Elektrikli Araçların Geliştirilmesi
Sonuç olarak, elektrikli araçların insanlığın karbon emisyonu sorununu çözmesi pek mümkün gözükmemektedir. Bu durum, aracın yapısıyla değil, üretim ve güç sistemleri ile ilgilidir. Elektrikli araçların direkt karbon emisyonuna neden olmaması, kalabalık şehirlerde hava kirliliğinin azaltılmasına katkı sağlayabilir. Ancak, elektrikli araçların sıfır emisyon olarak lanse edilmesi gerçeği yansıtmamaktadır. Elektrikli araçların gerçekten sıfır emisyon olarak tanımlanabilmesi için kullanılan elektrik enerjisinin tamamen yenilenebilir kaynaklardan üretilmesi ve araç üretimi sırasında karbon emisyonuna neden olunmaması gerekmektedir.

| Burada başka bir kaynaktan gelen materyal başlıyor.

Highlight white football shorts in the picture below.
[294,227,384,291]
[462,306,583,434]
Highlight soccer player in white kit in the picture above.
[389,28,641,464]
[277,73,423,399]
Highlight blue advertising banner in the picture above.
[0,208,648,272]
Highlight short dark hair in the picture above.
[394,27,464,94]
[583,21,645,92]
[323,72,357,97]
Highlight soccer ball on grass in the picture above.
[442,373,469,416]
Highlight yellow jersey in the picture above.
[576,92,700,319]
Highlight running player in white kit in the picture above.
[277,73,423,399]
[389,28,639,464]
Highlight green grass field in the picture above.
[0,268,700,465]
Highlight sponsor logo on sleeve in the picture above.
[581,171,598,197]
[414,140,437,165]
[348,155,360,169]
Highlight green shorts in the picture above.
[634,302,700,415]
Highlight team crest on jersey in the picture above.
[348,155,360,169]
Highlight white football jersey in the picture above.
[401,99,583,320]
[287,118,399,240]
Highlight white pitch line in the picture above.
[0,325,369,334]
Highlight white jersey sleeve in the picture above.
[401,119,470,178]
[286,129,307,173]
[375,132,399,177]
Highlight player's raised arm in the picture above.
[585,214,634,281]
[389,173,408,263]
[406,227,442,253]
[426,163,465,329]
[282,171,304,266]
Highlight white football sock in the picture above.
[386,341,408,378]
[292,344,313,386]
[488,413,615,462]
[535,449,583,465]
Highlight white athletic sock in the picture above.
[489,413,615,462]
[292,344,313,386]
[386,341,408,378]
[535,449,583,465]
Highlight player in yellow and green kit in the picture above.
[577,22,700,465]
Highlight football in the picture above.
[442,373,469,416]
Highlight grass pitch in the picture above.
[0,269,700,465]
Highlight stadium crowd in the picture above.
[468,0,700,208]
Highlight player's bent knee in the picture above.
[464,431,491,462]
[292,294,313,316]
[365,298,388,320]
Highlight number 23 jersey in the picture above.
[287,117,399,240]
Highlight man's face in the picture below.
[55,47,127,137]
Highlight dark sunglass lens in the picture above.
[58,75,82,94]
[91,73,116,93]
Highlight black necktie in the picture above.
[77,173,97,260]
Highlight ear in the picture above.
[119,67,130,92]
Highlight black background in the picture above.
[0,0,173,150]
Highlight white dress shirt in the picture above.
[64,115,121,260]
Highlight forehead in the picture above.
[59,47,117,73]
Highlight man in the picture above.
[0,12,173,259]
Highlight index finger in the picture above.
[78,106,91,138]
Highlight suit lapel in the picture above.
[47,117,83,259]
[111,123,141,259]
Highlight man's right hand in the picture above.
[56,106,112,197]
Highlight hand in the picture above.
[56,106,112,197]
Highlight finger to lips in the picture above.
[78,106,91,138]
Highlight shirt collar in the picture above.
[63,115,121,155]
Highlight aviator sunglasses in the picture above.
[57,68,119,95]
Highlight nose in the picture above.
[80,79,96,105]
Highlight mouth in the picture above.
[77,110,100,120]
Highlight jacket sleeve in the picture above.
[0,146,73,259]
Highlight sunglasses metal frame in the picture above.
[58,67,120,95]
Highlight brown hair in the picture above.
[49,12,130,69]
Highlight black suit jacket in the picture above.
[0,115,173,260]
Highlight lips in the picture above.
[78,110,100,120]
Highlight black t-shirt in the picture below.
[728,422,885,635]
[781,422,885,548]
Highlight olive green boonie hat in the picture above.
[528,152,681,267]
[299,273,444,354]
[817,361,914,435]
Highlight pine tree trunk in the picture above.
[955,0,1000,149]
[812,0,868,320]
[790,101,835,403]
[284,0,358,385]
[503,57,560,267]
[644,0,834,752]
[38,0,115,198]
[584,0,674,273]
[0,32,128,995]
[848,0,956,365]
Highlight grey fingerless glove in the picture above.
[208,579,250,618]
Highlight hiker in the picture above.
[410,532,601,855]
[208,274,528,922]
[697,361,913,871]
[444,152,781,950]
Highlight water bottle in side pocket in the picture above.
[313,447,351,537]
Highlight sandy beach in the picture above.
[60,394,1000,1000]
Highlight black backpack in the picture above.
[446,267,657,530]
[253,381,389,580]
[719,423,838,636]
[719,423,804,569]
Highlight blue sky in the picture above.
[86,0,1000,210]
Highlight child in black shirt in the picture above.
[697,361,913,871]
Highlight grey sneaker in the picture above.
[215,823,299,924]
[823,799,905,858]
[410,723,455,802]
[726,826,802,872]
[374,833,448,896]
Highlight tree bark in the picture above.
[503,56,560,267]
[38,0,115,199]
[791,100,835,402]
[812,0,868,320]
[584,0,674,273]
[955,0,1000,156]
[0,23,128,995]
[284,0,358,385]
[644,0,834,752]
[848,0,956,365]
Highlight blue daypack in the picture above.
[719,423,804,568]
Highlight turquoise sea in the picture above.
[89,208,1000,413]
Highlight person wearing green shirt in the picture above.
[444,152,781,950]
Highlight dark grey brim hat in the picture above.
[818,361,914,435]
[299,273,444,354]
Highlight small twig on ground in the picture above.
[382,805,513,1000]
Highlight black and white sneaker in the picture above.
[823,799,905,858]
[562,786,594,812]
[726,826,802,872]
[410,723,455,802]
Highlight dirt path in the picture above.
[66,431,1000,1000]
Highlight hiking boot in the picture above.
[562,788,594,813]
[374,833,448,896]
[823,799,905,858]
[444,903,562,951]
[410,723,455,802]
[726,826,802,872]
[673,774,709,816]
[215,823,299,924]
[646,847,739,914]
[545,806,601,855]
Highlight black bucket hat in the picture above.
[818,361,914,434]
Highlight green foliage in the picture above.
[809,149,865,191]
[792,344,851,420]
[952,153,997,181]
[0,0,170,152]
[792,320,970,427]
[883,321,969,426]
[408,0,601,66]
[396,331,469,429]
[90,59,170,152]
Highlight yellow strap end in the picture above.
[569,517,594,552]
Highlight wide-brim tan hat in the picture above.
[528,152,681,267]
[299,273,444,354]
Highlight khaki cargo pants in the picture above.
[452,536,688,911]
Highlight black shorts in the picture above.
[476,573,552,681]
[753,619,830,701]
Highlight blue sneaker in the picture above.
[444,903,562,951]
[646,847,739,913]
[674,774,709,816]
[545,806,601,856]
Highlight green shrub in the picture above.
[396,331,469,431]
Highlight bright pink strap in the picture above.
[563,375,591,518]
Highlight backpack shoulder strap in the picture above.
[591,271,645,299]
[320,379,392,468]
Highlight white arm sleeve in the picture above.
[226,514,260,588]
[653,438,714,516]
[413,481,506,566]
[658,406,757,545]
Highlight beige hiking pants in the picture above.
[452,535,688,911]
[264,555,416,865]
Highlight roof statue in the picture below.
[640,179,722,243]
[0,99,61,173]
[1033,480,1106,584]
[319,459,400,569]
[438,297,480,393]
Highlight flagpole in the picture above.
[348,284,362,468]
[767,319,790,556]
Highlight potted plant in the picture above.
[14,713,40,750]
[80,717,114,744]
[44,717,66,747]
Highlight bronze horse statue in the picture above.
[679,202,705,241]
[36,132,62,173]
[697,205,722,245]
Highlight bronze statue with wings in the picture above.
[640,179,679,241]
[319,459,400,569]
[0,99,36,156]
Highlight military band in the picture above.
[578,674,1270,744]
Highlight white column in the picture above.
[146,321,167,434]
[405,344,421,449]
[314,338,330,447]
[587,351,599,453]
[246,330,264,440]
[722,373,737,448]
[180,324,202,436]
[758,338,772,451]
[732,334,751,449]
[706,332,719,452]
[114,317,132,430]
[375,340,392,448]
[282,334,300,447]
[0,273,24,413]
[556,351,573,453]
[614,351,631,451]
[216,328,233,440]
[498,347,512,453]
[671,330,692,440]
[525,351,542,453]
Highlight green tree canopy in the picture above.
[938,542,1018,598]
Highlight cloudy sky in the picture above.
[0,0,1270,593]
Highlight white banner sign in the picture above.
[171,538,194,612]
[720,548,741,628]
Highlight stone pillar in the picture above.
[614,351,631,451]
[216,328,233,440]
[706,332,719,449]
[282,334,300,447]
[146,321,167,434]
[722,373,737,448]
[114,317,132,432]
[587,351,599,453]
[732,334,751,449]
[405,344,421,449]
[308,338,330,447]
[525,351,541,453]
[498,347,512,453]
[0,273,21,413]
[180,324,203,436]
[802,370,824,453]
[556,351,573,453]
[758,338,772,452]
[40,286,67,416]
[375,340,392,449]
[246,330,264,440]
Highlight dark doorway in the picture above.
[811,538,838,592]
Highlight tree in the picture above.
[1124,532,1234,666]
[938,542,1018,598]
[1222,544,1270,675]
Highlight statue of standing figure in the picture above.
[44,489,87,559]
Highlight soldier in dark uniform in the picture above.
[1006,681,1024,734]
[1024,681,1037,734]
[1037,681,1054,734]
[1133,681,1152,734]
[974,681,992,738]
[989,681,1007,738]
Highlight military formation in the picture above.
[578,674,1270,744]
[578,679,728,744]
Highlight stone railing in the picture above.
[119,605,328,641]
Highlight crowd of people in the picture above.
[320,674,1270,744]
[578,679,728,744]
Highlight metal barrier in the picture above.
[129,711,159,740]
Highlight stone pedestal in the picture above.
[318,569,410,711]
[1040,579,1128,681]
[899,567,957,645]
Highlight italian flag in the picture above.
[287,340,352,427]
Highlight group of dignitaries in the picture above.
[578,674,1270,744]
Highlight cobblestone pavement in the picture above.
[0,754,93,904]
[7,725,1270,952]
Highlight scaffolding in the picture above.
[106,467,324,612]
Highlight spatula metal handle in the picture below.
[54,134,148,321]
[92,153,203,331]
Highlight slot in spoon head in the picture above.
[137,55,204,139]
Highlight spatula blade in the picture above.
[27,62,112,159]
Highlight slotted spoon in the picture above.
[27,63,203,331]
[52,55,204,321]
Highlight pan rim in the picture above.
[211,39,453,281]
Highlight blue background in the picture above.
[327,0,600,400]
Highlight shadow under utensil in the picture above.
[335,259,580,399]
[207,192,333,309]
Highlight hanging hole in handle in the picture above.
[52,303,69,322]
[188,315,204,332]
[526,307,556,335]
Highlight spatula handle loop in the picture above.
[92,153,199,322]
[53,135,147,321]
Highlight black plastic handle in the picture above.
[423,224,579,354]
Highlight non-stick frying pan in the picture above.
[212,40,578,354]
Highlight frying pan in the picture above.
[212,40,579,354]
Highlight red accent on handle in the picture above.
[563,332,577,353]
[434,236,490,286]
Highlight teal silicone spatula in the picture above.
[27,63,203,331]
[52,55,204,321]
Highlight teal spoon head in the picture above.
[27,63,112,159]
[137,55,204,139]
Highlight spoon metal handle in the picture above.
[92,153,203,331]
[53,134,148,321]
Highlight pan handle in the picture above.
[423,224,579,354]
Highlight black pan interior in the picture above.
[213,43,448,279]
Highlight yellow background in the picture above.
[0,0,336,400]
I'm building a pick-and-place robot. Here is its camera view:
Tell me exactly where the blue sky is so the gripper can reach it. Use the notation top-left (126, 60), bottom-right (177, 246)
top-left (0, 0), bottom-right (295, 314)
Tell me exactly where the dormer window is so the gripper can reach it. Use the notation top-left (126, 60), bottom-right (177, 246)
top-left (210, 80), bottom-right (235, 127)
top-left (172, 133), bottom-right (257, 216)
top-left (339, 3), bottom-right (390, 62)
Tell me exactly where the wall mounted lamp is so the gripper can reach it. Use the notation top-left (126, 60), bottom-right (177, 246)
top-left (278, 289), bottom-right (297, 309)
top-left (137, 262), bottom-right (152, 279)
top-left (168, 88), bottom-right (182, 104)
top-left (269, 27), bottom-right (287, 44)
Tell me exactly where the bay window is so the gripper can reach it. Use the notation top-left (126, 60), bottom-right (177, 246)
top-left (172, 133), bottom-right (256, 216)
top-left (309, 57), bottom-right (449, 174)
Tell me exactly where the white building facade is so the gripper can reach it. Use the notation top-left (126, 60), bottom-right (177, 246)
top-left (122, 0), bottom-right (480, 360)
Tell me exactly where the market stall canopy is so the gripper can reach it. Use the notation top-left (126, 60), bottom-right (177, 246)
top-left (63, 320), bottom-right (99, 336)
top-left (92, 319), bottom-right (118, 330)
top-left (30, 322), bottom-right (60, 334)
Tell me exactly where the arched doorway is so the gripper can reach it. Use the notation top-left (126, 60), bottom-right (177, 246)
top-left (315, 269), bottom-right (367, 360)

Yukarıdaki şekilde de görüldüğü gibi, dolaylı karbon emisyonu göz önüne alındığı takdirde bile, elektrikli araçlar geleneksel araçlara oranla daha az karbon emisyonuna neden olmaktadır. Bununla birlikte, birçok ülke yenilenebilir enerji kullanım miktarını artırmaktadır. Yakın gelecekte, elektrikli araç şarj istasyonlarında yenilenebilir enerjinin kullanılması, elektrikli araçların neden olduğu dolaylı karbon emisyonunun azalmasını sağlayabilir. En kötü koşullarda bile, bir elektrikli aracın neden olduğu karbon emisyonu, geleneksel bir araca oranla yaklaşık yüzde 30 daha azdır.